Manufacturing is the bridge between innovation and impact. A vaccine developed in a laboratory saves no one until it reaches a child in a village. A net designed to beat mosquito resistance changes nothing until it hangs over a bed. Local production shortens that distance, creates skilled jobs, strengthens our economies, and builds the kind of health security that does not depend on the priorities of external partners.

None of this happens by accident. Innovation requires an ecosystem. In Tanzania, we have built a multisectoral collaboration framework led from the Office of the Prime Minister, where Permanent Secretaries across every ministry identify and implement malaria-smart activities within their portfolios. We have established End Malaria Councils on the mainland and in Zanzibar to mobilize domestic resources from government, the private sector, faith communities, and civil society. And for gene drive specifically, we are working across ministries to ensure that community trust and regulatory readiness come before deployment, not after.

Prepare now, not later

I want to speak directly to my fellow African leaders who may be reading this. The tools that could significantly accelerate malaria elimination in our lifetime are within reach. But they will only serve our people if we prepare for them now. That means ratifying the African Medicines Agency treaty, so we can harmonize regulatory standards and accelerate the registration of new products across the continent.

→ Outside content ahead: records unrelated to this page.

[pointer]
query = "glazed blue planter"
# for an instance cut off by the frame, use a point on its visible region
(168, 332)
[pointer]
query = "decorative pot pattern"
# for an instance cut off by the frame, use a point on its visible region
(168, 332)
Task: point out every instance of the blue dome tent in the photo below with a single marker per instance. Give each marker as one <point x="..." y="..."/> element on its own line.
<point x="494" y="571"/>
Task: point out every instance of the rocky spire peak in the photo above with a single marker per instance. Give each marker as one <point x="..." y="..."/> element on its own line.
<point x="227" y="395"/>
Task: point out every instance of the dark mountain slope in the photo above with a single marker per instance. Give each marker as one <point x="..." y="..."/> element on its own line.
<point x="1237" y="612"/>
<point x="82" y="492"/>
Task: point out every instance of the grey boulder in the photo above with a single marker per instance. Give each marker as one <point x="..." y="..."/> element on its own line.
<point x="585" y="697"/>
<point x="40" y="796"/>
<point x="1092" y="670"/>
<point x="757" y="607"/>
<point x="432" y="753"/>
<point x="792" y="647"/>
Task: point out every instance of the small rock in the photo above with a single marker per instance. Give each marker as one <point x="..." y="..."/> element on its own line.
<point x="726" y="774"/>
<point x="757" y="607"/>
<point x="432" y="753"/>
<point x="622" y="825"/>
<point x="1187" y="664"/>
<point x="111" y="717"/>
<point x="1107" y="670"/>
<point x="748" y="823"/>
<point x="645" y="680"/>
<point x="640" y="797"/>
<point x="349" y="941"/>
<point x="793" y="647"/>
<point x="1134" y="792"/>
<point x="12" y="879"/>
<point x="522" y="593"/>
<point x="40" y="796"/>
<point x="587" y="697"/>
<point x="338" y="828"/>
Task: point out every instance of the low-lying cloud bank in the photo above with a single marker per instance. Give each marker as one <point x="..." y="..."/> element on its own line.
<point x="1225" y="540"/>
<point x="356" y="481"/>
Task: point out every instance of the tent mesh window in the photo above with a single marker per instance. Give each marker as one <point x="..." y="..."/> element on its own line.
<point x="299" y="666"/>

It means investing in technology transfer and local production capacity. It means funding research and the scientists who are doing the work of innovating. And it means building the regulatory, institutional, and community engagement frameworks that will allow new technologies like gene drive to be assessed transparently, ethically and deployed responsibly.

To our international partners who keep journeying with us, you now have the assurance that Africa is leading. We are investing our own resources, building our own institutions, and developing our own science. What we ask is that you invest alongside us and be our partners. Support the research. Back the manufacturing. Trust African institutions to provide leadership and to be your collaborators.

I will end with this. Tanzania is home to the African Leaders Malaria Alliance, the continental body through which our Heads of State and Government coordinate and drive accountability for the fight against malaria. We host it because we believe that when African leaders commit to a challenge with their own resources, their own institutions, and their own political will, we deliver results. The next generation of tools against this disease will be developed, evaluated, manufactured, and used in Africa. Fellow African will agree that that is a future worth every investment we can make.